Richard from St. Augustine, FL
Could Trevor and Ridley get together and start working on timing and routes? I am guessing it would be best to wait until NFL clears Ridley to be activated to play again. What is likelihood this could happen?
Yes, they can. But there's little point. The Jaguars' season ended a little more than three weeks ago, and I would expect Jaguars quarterback Trevor Lawrence to take at least a few more weeks before throwing much again. Ridley is eligible to apply for reinstatement this week. There will be plenty of time within a normal offseason routine for Ridley and Lawrence to start establishing timing.
Bryan from Stumptown
Yo, Grizz! Lots of talk about re-signing our impending free agents. My priority would be to sign Jamal Agnew (Jagnew), my favorite Non-Trevor Player (NTP). Despite the fumble, Jagnew proved instrumental to momentum shifts and made tons of big plays. What's it likely to take to get him back in teal (and black and white and gold)?
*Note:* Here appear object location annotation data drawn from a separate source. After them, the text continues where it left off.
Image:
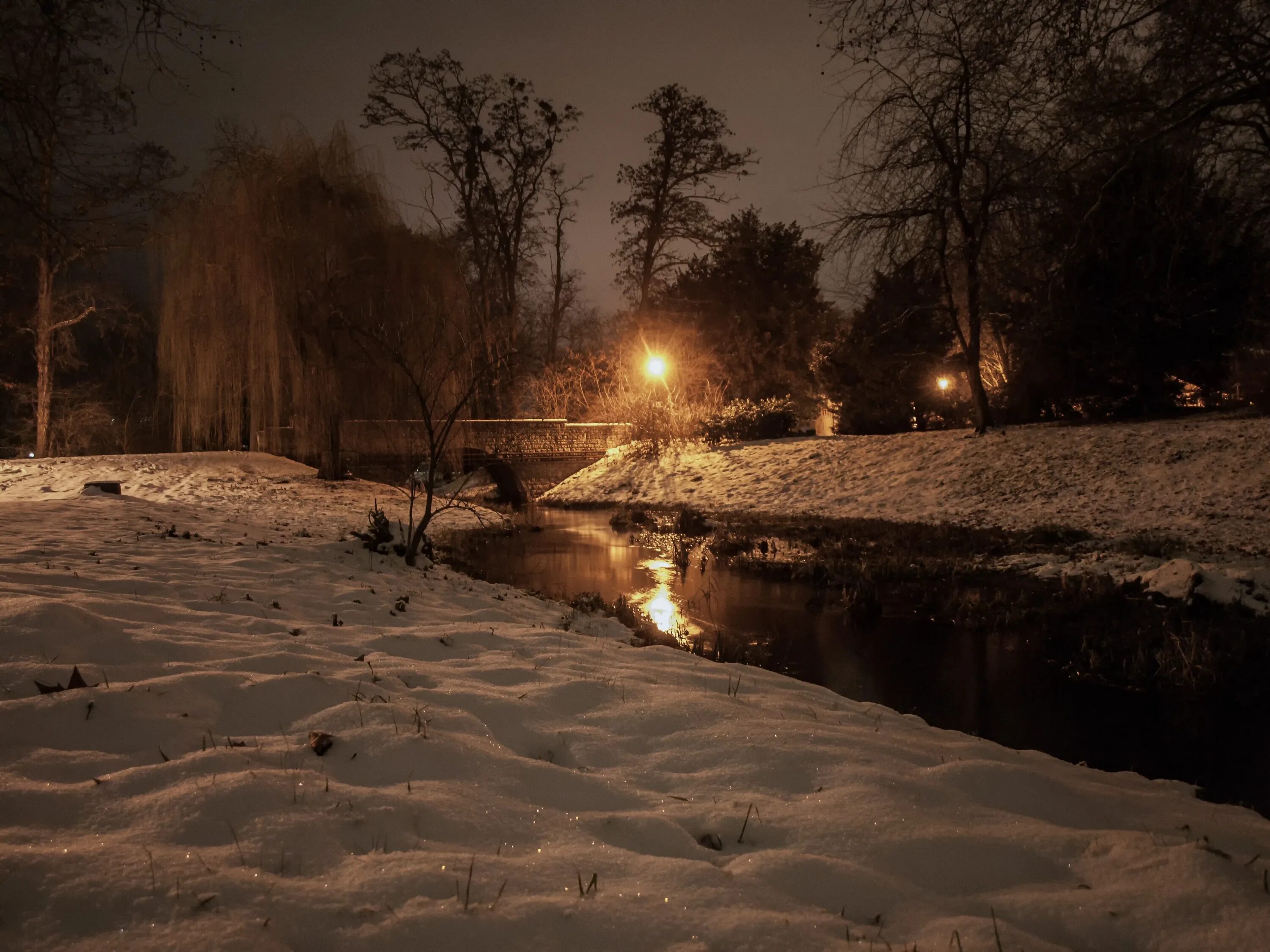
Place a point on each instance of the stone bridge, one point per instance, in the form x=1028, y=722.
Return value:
x=525, y=457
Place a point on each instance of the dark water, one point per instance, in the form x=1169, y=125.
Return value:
x=997, y=687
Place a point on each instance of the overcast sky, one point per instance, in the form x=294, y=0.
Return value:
x=308, y=61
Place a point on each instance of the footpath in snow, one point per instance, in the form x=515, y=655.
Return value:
x=503, y=775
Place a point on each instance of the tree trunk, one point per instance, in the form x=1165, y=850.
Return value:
x=973, y=351
x=44, y=357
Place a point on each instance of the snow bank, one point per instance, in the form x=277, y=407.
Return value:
x=265, y=490
x=1204, y=480
x=487, y=763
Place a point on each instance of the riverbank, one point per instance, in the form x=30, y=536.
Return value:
x=1204, y=482
x=496, y=781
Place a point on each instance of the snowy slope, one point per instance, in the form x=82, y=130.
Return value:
x=179, y=808
x=258, y=488
x=1206, y=480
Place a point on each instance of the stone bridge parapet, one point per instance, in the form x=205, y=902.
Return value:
x=543, y=452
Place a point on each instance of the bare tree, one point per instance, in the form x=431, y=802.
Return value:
x=562, y=210
x=672, y=191
x=489, y=144
x=423, y=336
x=950, y=121
x=69, y=168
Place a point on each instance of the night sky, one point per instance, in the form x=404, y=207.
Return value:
x=308, y=61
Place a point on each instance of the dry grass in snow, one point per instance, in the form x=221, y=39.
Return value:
x=497, y=782
x=1206, y=480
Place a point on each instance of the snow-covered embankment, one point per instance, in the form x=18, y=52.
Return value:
x=486, y=761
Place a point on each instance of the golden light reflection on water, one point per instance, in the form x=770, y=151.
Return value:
x=660, y=603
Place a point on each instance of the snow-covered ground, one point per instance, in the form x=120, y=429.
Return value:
x=487, y=762
x=1203, y=480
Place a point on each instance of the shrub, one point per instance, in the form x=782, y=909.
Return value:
x=743, y=419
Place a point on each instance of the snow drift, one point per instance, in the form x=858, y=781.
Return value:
x=497, y=781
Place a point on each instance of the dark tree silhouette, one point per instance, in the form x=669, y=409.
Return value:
x=756, y=301
x=671, y=192
x=70, y=171
x=489, y=144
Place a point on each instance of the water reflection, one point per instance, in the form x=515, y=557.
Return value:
x=662, y=606
x=996, y=686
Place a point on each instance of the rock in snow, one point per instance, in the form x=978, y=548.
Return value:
x=498, y=782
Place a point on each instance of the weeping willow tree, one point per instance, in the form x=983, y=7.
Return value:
x=271, y=268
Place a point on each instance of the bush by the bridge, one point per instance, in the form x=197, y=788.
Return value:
x=745, y=419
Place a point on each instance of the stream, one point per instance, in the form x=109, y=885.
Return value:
x=1000, y=687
Agnew is under contract for the 2023 season. The issue will be whether the Jaguars believe his value being worth his cap hit of $5.8 million. He would be about a $4.7 million cap savings if released.
Bradley from Sparks, NV
Do you think the people who want every play covered by 87 laser- aided camera angles with 10-minute reviews on every play will be happy the refs made the technically correct call or will they be the ones complaining the most?
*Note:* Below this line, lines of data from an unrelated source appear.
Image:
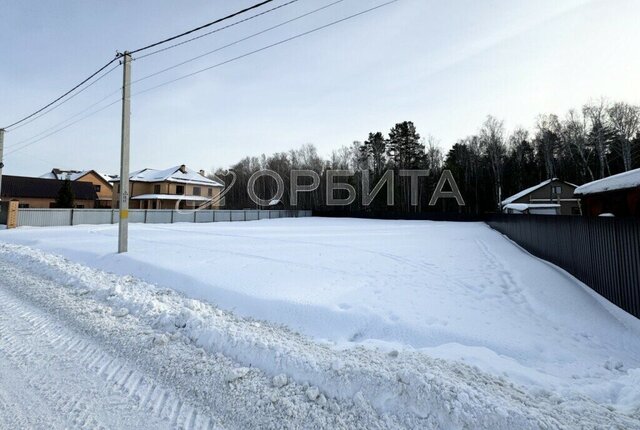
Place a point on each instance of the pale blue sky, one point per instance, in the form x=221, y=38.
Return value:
x=443, y=64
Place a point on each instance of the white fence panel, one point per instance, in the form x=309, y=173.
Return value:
x=66, y=217
x=238, y=216
x=205, y=216
x=184, y=216
x=91, y=216
x=160, y=216
x=135, y=215
x=222, y=216
x=44, y=217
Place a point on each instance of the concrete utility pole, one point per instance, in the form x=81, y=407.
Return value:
x=123, y=226
x=1, y=159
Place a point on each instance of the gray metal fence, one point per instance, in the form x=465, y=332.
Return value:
x=65, y=217
x=602, y=252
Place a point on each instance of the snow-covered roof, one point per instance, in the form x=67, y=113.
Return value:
x=74, y=175
x=525, y=206
x=179, y=174
x=171, y=197
x=531, y=189
x=621, y=181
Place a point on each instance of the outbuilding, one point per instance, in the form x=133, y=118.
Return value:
x=550, y=197
x=618, y=195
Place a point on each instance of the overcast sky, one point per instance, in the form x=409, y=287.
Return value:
x=443, y=64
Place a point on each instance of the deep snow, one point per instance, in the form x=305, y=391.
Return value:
x=458, y=291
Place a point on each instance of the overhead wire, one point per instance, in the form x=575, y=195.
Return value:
x=216, y=30
x=217, y=21
x=264, y=48
x=237, y=41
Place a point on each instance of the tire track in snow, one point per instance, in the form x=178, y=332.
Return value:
x=103, y=386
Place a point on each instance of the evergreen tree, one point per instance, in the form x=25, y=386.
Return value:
x=405, y=148
x=66, y=198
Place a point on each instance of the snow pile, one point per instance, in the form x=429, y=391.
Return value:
x=456, y=291
x=354, y=387
x=621, y=181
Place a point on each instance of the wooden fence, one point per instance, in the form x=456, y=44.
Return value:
x=604, y=253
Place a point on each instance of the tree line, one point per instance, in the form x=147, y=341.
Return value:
x=593, y=142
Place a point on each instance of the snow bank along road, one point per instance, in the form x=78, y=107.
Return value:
x=380, y=299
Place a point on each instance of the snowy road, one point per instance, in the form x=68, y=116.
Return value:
x=81, y=348
x=55, y=377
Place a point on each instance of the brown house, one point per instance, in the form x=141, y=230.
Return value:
x=177, y=186
x=618, y=195
x=553, y=197
x=101, y=183
x=42, y=193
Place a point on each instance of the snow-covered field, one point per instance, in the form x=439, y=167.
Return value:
x=407, y=291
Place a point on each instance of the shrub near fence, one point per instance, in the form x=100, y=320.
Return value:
x=604, y=253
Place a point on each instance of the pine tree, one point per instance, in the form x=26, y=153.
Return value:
x=66, y=198
x=405, y=148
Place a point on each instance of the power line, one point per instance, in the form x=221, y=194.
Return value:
x=216, y=30
x=137, y=50
x=69, y=98
x=68, y=119
x=217, y=21
x=264, y=48
x=189, y=75
x=236, y=42
x=63, y=128
x=62, y=96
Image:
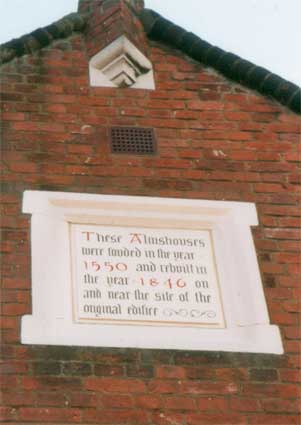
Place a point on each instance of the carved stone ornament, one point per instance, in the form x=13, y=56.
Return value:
x=121, y=64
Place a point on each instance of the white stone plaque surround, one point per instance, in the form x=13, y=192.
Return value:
x=117, y=271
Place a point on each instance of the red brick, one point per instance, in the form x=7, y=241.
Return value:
x=170, y=372
x=50, y=414
x=124, y=417
x=244, y=404
x=115, y=385
x=180, y=403
x=269, y=419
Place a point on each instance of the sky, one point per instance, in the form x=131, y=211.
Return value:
x=266, y=32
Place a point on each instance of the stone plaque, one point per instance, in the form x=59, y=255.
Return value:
x=143, y=272
x=144, y=276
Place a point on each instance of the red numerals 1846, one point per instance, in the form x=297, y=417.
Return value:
x=170, y=283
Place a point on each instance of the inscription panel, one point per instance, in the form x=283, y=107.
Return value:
x=149, y=276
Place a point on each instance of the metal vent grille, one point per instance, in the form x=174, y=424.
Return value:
x=133, y=140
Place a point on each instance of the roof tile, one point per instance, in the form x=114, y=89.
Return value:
x=228, y=64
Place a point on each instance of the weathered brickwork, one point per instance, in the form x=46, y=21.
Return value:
x=216, y=141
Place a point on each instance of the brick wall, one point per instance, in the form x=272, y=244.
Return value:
x=216, y=140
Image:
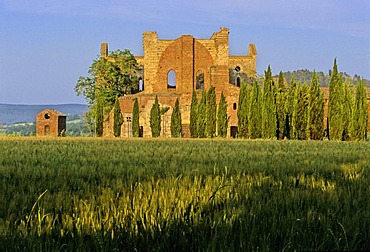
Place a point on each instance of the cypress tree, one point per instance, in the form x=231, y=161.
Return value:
x=222, y=119
x=300, y=112
x=289, y=107
x=347, y=111
x=155, y=119
x=201, y=118
x=268, y=107
x=360, y=118
x=315, y=125
x=280, y=107
x=99, y=118
x=243, y=110
x=193, y=115
x=118, y=120
x=176, y=120
x=135, y=119
x=254, y=116
x=211, y=113
x=335, y=110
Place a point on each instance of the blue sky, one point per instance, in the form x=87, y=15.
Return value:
x=45, y=45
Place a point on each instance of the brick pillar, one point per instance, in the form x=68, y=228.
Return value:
x=187, y=65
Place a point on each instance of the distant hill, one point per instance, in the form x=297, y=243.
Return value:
x=305, y=75
x=11, y=113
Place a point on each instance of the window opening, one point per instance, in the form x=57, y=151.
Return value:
x=238, y=81
x=171, y=79
x=200, y=80
x=141, y=84
x=233, y=131
x=47, y=130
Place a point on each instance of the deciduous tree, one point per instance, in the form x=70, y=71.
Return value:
x=118, y=120
x=107, y=79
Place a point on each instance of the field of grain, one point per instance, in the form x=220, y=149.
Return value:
x=183, y=195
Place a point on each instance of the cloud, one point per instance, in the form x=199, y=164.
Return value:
x=349, y=17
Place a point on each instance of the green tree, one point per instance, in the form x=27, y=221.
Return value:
x=243, y=110
x=107, y=79
x=268, y=107
x=289, y=107
x=254, y=116
x=315, y=125
x=118, y=120
x=222, y=119
x=155, y=119
x=201, y=118
x=211, y=113
x=99, y=118
x=193, y=115
x=135, y=119
x=300, y=112
x=176, y=120
x=359, y=122
x=347, y=111
x=280, y=107
x=335, y=110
They'll still complain because there will still be judgment calls.
Mike from Azores
John, what do you think of this Super Bowl schedule change? Play the game at 4 p.m. on Saturday. Require both teams to stay in town until 4 p.m. Sunday. Starting Sunday morning you could have interviews with coaches and players right up to a full replay of the game on Sunday more in the format of the Manning casts with commentary and decisions debated! I think this would increase viewers on Saturday with the early start and the following day off for most workers! I believe the Sunday schedule would allow more people to watch a replay of the game with more discussion and second-guessing of plays and coaches decisions! What do you think?
The NFL will never do this. Once a game is done in the NFL, it's done. Once the Super Bowl is done, the winning team is ready to celebrate and the losing team is ready to leave – and begin the offseason. No way the losing team is going to stay a day to happily do interviews. The NFL would never require this. Nor should it.
Jeremy from Gilbert, AZ
The "process of a catch" is one of the worst rules in the NFL. People around the world know what a catch is but the NFL does not. To require possession maintained after you catch the ball and are out of bounds and tumbling on the sidelines and into the stands while verifying the ball never moved … that is just dumb!
It's not a good rule. The league knows this. The problem isn't that the NFL doesn't want a better catch rule. It's that there is no way to have a good "catch" rule.